See One, Say One, Teach One
Yesterday I told a woman she has Alzheimer’s Disease. I knew it from the start. She came in with her daughter, seemed very confused, disoriented, lost. She was no longer gardening; she claimed to have spoken with her mother, who died 30 years ago; she didn’t recognize her grandchildren. And she couldn’t even remember me, her doctor.
For the most part, I find standardized patient exercises to be forced. Contrived. You know how you’re supposed to act, know you’re being videotaped, know
the
patient
actor is going to evaluate you. And he or she knows their name, their symptoms, and anything else they’ve been told to incorporate into their story. Yesterday
was no different, if only a bit less organized. We went through the motions, asked the questions, listened attentively. They even had another group of people playing
the patient’s family members; some wanted to help the patient, others didn’t care, and the husband was playing up the physical and emotional exhaustion.
He even got a few tears going on command. As a former theatre dweeb, I was impressed.
My group met after the patient left to come up with the diagnosis; we were told that we “ran multiple tests, and all other causes of dementia came back negative.” We decided we would call the patient and her daughter back into “our office,” tell her the diagnosis, and then bring the rest of the family in to help figure out the best way to care for the woman. My classmate and I were doing a “team interview” of the patient, and when she returned, we kind of bobbled back and forth. Explaining the tests we’d run, our differential diagnosis, and finally, I decided to be the one to say it.
“The cause of your memory problems is Alzheimer’s disease,” I remember myself saying. As the last words left my mouth, I felt an abrupt change in my attitude. The emotion and the reality had both kicked in. My two previous standardized patients had been “heart burn” and “arthritis,” and both paled in comparison to Alzheimer’s. I had just given a terminal diagnosis. Insignificant little me. I had predicted the future. Prognosticator of prognosticators. Great Seer of What Will Be.
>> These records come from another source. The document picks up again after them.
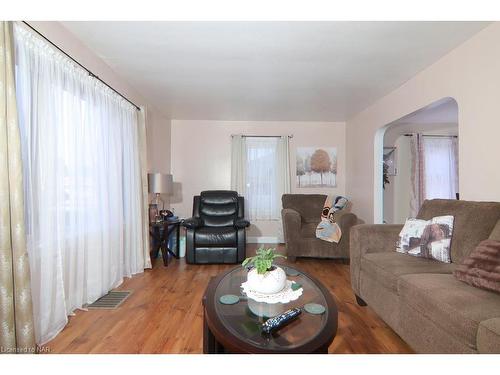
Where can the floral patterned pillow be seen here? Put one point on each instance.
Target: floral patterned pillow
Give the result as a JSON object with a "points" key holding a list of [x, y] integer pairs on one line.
{"points": [[427, 238]]}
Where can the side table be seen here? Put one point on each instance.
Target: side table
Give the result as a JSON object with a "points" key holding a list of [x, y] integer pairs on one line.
{"points": [[161, 233]]}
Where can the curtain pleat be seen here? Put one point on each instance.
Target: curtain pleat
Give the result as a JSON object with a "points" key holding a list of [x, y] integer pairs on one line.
{"points": [[82, 148], [417, 174], [16, 314], [144, 182]]}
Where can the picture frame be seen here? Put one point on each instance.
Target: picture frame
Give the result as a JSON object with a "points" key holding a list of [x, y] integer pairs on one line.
{"points": [[390, 160]]}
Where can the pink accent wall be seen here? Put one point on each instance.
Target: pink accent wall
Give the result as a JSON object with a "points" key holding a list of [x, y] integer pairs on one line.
{"points": [[201, 158]]}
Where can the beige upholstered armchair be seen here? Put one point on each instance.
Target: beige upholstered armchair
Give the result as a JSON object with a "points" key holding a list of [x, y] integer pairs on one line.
{"points": [[301, 214]]}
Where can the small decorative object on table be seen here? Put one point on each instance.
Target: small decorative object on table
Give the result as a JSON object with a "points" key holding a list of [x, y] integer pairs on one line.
{"points": [[265, 277], [266, 287]]}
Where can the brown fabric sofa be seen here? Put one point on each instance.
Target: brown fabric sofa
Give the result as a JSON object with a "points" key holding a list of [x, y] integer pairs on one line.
{"points": [[420, 298], [301, 214]]}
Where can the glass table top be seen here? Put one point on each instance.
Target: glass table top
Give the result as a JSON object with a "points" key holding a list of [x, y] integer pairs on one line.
{"points": [[244, 318]]}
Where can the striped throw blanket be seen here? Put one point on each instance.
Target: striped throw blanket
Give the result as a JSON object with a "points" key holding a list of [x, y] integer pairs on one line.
{"points": [[328, 229]]}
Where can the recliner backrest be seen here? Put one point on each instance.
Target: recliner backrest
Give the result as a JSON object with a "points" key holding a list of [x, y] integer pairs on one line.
{"points": [[217, 208], [309, 206]]}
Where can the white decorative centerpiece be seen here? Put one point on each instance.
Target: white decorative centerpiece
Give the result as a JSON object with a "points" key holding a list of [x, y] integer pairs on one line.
{"points": [[264, 277], [266, 287]]}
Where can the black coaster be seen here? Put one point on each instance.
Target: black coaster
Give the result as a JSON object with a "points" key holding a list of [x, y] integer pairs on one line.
{"points": [[229, 299], [314, 308]]}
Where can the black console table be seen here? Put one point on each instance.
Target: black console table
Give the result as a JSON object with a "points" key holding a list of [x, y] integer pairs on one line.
{"points": [[161, 233]]}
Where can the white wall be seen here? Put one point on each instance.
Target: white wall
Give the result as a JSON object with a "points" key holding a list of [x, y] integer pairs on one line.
{"points": [[470, 74], [201, 158]]}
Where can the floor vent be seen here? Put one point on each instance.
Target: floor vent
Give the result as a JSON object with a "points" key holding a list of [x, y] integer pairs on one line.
{"points": [[110, 301]]}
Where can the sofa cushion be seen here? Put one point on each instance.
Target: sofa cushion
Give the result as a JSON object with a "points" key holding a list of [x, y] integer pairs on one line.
{"points": [[456, 307], [474, 222], [495, 233], [308, 230], [388, 266], [309, 206], [216, 237], [482, 267], [488, 336]]}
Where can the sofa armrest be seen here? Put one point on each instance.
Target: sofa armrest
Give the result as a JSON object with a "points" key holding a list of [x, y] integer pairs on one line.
{"points": [[292, 223], [370, 238], [488, 336], [192, 223]]}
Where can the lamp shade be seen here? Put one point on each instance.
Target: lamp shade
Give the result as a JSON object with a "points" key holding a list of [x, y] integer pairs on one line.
{"points": [[160, 183]]}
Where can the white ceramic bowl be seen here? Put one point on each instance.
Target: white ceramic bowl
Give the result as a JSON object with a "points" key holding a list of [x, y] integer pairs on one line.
{"points": [[268, 283]]}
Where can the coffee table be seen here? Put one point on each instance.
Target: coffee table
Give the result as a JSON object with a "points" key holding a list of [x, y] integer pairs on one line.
{"points": [[236, 329]]}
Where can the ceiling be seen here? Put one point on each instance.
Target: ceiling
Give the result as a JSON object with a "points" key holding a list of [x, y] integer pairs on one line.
{"points": [[281, 71]]}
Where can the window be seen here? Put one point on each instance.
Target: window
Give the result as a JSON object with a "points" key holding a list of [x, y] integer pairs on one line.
{"points": [[82, 183], [261, 189], [441, 167], [260, 171]]}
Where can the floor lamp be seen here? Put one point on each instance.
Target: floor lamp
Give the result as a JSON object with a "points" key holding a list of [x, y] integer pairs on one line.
{"points": [[159, 183]]}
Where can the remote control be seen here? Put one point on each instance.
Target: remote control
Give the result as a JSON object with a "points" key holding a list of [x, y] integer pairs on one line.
{"points": [[280, 320]]}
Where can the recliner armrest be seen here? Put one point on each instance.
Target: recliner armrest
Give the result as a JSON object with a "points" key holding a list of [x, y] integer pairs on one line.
{"points": [[192, 223], [241, 223]]}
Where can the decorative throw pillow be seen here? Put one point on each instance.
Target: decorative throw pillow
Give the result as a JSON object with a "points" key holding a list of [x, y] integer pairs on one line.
{"points": [[482, 267], [427, 238]]}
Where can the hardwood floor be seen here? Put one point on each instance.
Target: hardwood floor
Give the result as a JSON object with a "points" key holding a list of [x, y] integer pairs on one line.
{"points": [[164, 314]]}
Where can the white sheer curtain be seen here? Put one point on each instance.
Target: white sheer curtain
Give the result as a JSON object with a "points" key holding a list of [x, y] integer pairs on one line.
{"points": [[441, 167], [417, 194], [261, 172], [82, 180]]}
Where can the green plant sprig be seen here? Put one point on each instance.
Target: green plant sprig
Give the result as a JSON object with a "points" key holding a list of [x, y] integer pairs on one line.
{"points": [[263, 261]]}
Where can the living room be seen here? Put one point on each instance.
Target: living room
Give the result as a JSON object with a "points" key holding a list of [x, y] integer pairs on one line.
{"points": [[194, 185]]}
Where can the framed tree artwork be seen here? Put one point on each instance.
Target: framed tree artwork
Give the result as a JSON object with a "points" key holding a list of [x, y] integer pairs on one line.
{"points": [[316, 167]]}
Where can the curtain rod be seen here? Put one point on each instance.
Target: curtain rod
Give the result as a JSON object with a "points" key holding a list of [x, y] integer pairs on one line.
{"points": [[80, 65], [434, 135], [261, 136]]}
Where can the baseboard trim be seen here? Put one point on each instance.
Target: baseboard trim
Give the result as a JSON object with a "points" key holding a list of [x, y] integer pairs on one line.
{"points": [[262, 240]]}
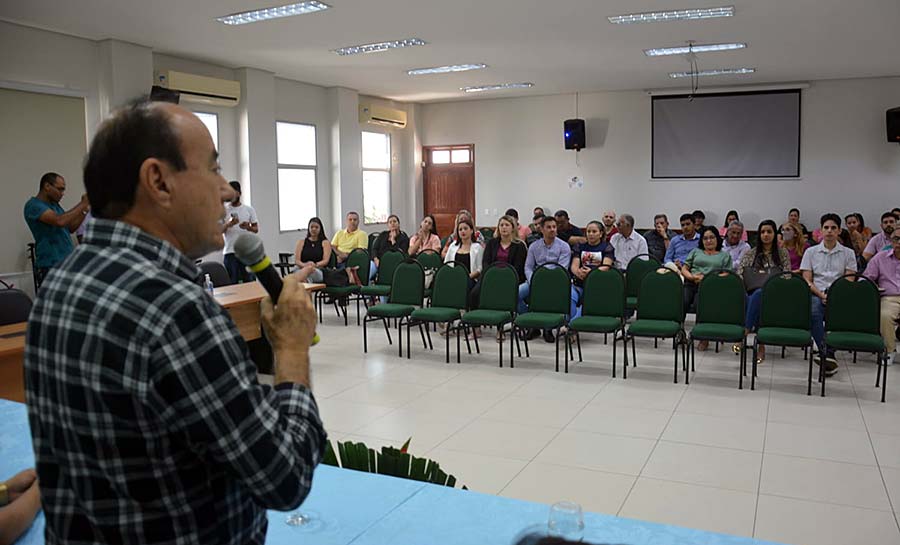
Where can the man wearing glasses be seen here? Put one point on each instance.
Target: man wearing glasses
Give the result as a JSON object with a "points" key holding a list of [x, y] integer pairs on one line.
{"points": [[884, 270], [50, 225]]}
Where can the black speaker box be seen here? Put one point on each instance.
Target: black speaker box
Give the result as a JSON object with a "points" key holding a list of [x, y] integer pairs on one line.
{"points": [[573, 133], [893, 124]]}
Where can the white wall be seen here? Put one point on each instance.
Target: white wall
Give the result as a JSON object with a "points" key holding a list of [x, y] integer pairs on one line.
{"points": [[847, 164]]}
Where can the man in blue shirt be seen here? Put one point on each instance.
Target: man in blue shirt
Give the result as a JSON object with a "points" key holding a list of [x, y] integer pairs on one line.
{"points": [[681, 245], [547, 250], [50, 225]]}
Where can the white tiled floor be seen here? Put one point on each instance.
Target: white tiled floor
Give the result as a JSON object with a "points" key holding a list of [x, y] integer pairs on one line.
{"points": [[770, 463]]}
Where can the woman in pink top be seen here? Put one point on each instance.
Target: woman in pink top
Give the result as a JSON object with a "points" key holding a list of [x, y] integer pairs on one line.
{"points": [[426, 238]]}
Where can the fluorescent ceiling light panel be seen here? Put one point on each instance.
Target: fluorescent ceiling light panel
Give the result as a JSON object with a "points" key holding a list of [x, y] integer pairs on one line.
{"points": [[696, 48], [300, 8], [496, 87], [446, 69], [714, 72], [673, 15], [380, 46]]}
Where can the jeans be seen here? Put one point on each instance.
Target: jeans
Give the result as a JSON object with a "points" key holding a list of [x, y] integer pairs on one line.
{"points": [[754, 303]]}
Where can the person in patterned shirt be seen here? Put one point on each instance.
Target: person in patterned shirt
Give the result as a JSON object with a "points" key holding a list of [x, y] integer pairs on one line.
{"points": [[148, 423]]}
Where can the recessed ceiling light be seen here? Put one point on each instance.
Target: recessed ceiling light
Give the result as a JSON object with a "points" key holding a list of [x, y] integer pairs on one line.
{"points": [[277, 12], [380, 46], [673, 15], [446, 69], [496, 87], [714, 72], [696, 48]]}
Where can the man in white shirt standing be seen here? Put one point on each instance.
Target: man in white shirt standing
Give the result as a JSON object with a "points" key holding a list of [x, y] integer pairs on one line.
{"points": [[627, 243], [241, 217]]}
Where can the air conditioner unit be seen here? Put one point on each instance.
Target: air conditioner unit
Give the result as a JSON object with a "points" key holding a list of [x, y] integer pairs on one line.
{"points": [[201, 89], [377, 115]]}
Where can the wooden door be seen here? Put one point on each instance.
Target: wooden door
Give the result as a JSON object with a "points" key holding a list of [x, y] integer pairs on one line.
{"points": [[449, 183]]}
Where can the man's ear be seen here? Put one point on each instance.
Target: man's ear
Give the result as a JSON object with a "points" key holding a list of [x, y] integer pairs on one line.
{"points": [[154, 181]]}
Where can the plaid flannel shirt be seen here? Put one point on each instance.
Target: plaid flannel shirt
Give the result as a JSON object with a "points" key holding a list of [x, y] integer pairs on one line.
{"points": [[149, 425]]}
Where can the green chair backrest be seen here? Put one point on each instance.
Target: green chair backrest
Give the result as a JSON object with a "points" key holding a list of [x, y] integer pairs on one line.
{"points": [[360, 258], [604, 294], [408, 287], [853, 306], [637, 268], [499, 289], [661, 296], [550, 290], [386, 266], [429, 259], [450, 287], [722, 299], [785, 302]]}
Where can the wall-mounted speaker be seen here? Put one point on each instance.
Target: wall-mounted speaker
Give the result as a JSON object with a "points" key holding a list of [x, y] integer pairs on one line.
{"points": [[573, 134], [893, 125]]}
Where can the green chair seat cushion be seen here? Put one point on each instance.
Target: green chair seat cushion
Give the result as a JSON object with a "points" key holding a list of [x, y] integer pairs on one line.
{"points": [[375, 290], [848, 340], [654, 328], [486, 317], [596, 324], [718, 332], [783, 336], [390, 310], [435, 314]]}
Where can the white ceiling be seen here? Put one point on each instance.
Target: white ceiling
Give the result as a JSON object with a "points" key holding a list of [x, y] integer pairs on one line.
{"points": [[560, 45]]}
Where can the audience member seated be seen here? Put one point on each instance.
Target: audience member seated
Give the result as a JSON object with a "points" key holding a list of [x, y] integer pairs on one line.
{"points": [[313, 250], [426, 238], [884, 270], [566, 231], [730, 217], [391, 240], [755, 266], [504, 247], [627, 243], [794, 242], [596, 253], [823, 264], [522, 230], [609, 223], [881, 241], [20, 501], [735, 243], [681, 245], [549, 249], [658, 239], [699, 263]]}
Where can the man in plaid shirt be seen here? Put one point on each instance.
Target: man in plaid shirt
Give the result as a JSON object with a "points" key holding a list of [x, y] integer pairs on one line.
{"points": [[149, 425]]}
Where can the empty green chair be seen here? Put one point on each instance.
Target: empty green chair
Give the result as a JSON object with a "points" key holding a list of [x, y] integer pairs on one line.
{"points": [[496, 305], [548, 306], [447, 303], [602, 308], [660, 313], [720, 316], [852, 322], [784, 318], [407, 292]]}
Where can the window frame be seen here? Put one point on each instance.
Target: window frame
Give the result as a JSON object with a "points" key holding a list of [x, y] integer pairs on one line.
{"points": [[387, 170], [290, 166]]}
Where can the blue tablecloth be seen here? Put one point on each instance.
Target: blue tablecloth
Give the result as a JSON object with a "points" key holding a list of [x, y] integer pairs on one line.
{"points": [[364, 509]]}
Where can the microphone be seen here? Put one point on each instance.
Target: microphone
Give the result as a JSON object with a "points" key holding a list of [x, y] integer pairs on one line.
{"points": [[248, 248]]}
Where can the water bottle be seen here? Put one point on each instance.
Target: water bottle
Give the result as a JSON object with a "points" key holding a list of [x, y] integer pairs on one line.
{"points": [[208, 286]]}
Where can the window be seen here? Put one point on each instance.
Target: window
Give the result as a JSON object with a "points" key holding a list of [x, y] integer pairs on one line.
{"points": [[212, 125], [295, 146], [376, 177]]}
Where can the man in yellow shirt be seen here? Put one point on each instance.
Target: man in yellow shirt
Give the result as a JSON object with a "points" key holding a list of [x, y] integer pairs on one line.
{"points": [[347, 240]]}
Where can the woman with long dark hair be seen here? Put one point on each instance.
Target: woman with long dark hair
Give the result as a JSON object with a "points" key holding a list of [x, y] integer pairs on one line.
{"points": [[314, 250], [766, 259]]}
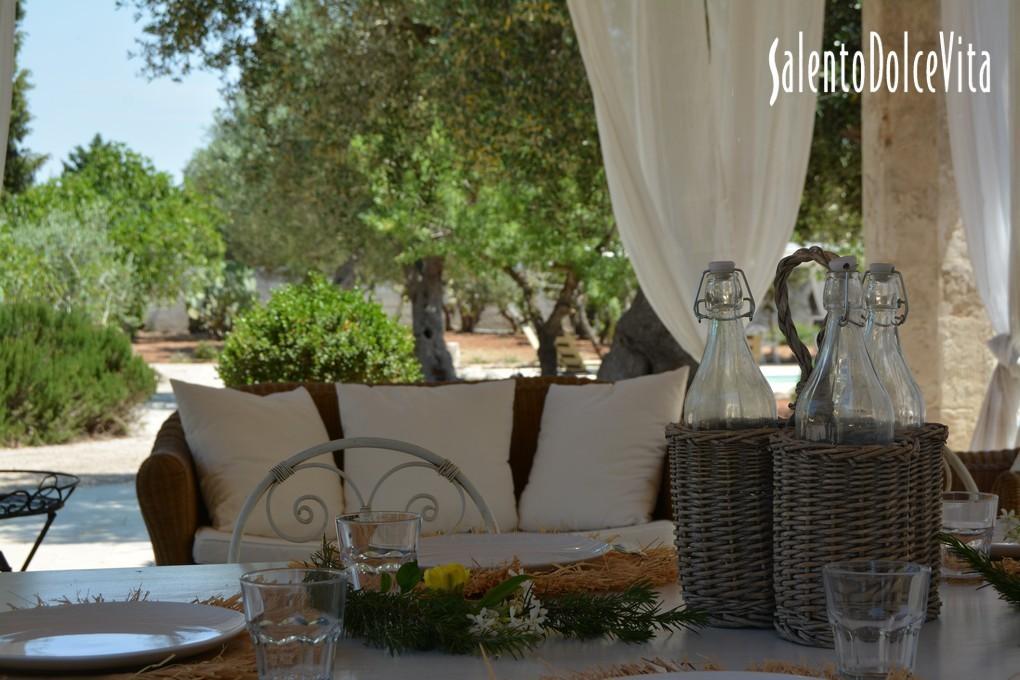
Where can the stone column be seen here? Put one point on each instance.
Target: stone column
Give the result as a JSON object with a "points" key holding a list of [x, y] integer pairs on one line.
{"points": [[911, 218]]}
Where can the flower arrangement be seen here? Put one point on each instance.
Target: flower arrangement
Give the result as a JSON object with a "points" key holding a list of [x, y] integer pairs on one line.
{"points": [[426, 610]]}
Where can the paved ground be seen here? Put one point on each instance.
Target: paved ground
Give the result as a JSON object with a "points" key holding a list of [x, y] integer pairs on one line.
{"points": [[101, 525]]}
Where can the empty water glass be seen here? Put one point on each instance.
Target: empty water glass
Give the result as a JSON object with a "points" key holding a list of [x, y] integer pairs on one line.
{"points": [[876, 610], [295, 617], [971, 518], [374, 544]]}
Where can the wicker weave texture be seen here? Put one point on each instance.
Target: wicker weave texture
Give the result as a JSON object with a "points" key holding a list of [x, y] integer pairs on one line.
{"points": [[721, 490], [927, 506], [167, 484], [833, 504]]}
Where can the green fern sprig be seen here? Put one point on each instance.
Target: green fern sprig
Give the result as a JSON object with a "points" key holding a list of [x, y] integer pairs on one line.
{"points": [[1007, 584]]}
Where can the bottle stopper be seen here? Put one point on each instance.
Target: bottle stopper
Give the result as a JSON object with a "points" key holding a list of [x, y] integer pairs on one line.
{"points": [[844, 264]]}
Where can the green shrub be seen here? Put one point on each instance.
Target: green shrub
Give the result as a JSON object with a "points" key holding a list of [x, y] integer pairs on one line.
{"points": [[228, 293], [61, 376], [67, 261], [315, 331]]}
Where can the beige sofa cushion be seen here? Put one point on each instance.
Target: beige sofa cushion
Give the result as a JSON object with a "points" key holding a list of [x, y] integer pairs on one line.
{"points": [[236, 437]]}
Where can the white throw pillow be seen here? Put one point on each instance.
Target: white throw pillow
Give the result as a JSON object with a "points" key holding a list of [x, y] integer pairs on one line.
{"points": [[469, 424], [600, 455], [236, 437]]}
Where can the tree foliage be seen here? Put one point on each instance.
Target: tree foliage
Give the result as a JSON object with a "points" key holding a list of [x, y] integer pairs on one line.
{"points": [[164, 233], [830, 206], [20, 164], [392, 132], [62, 376], [314, 331]]}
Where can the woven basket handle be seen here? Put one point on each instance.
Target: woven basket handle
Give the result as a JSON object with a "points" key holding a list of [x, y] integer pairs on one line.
{"points": [[782, 272]]}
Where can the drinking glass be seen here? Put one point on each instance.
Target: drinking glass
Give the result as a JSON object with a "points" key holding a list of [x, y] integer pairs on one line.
{"points": [[295, 617], [876, 610], [376, 542], [971, 518]]}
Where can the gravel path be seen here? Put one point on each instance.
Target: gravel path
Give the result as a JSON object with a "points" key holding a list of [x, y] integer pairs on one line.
{"points": [[101, 525]]}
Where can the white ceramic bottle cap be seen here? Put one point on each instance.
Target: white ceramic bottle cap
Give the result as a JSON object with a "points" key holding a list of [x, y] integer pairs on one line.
{"points": [[721, 266], [844, 264]]}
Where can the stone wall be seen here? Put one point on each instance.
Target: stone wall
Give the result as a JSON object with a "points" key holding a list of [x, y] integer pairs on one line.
{"points": [[912, 218]]}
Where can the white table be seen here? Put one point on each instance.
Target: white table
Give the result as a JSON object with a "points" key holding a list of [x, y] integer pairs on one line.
{"points": [[977, 636]]}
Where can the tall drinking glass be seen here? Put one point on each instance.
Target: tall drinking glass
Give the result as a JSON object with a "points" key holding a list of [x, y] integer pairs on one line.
{"points": [[971, 518], [376, 542], [295, 617], [876, 610]]}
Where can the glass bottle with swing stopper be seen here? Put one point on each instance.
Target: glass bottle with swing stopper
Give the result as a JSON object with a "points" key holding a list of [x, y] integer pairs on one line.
{"points": [[844, 401], [885, 297], [728, 390]]}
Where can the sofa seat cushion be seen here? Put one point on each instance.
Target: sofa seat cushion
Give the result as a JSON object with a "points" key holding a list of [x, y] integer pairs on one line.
{"points": [[236, 437], [211, 545], [600, 455]]}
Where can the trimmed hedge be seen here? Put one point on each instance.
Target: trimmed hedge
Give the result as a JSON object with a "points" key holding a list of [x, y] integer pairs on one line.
{"points": [[61, 376], [315, 331]]}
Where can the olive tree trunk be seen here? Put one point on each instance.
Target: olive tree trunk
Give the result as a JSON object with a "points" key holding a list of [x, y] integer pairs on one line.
{"points": [[642, 345], [424, 289], [550, 327]]}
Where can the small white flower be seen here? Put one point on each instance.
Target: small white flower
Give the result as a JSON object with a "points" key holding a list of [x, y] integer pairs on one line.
{"points": [[485, 622]]}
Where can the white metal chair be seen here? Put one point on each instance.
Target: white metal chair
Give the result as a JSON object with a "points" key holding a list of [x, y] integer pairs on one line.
{"points": [[304, 513], [953, 465]]}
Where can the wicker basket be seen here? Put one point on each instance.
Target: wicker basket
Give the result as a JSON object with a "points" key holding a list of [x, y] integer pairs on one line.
{"points": [[721, 490], [836, 503]]}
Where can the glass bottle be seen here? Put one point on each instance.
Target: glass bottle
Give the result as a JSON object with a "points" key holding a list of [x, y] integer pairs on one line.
{"points": [[728, 390], [884, 295], [844, 402]]}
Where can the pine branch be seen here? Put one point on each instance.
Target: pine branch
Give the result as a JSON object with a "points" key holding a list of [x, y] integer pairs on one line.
{"points": [[993, 573], [631, 616]]}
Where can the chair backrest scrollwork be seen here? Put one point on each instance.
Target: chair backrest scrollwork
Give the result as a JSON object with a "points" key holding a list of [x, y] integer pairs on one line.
{"points": [[303, 505]]}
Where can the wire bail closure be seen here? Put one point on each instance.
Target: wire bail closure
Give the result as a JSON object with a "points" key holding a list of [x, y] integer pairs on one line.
{"points": [[901, 304], [749, 299], [845, 316]]}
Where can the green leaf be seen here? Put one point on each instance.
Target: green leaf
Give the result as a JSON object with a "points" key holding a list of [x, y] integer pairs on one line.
{"points": [[408, 576], [498, 593]]}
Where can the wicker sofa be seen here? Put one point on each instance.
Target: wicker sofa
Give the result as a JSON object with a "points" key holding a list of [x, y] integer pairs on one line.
{"points": [[167, 485]]}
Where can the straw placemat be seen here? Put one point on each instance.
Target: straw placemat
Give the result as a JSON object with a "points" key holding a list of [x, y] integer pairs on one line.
{"points": [[616, 570]]}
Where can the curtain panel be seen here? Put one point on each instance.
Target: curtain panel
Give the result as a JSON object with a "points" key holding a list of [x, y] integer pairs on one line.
{"points": [[982, 154], [700, 166]]}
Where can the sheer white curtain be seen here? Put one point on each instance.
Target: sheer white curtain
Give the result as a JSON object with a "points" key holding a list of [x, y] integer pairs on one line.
{"points": [[7, 16], [979, 140], [700, 166]]}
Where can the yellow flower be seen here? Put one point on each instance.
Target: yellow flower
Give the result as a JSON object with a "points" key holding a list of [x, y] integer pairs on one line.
{"points": [[447, 577]]}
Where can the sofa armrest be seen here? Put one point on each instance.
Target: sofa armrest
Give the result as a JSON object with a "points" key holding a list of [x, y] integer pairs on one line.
{"points": [[168, 495], [1007, 485]]}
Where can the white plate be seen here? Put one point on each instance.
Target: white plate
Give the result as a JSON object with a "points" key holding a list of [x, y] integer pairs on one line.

In my spare moments over the past two days, I’ve thought a great deal about this: about the diagnosis, and about the diagnoser. The former can be such a double-edged sword. And it runs the gamut. From “that’s normal” to “it’s cancer.” And while most of the time you can predict the reaction, sometimes there’s solace in just being heard by a doctor. Relief in merely knowing that this is something that has been seen before, or something that at least comes with a plan of action. But no matter what the disease, the diagnosis always comes with a response, shown by the patient or not. From changing the way one lives life to complete and utter denial, the diagnosis–only a couple words long, and merely words, at that–can profoundly change someone. What a frightening power.
The power, of course, comes with responsibility. But who says that doctors are the best ones for that job? If there’s some sort of correlation between scoring well on science tests and relaying emotionally-weighted news, I haven’t read it. Granted, most medical students come in with an interest in the cliched “helping people” part, but that’s not to say that any of us will actually be any _good_ at it. Who am I to tell this person how long they’ll live? And, in the future, I guess the answer will be, “I’m her doctor.” And so, we learn how to break the news. We practice. See one, say one, teach one.
There’s more to the doctor-patient relationship than just revealing oneself to a doctor. It’s the trust that the doctor will make the best diagnosis possible. Because they both must realize, on some level, the amount of power it can wield.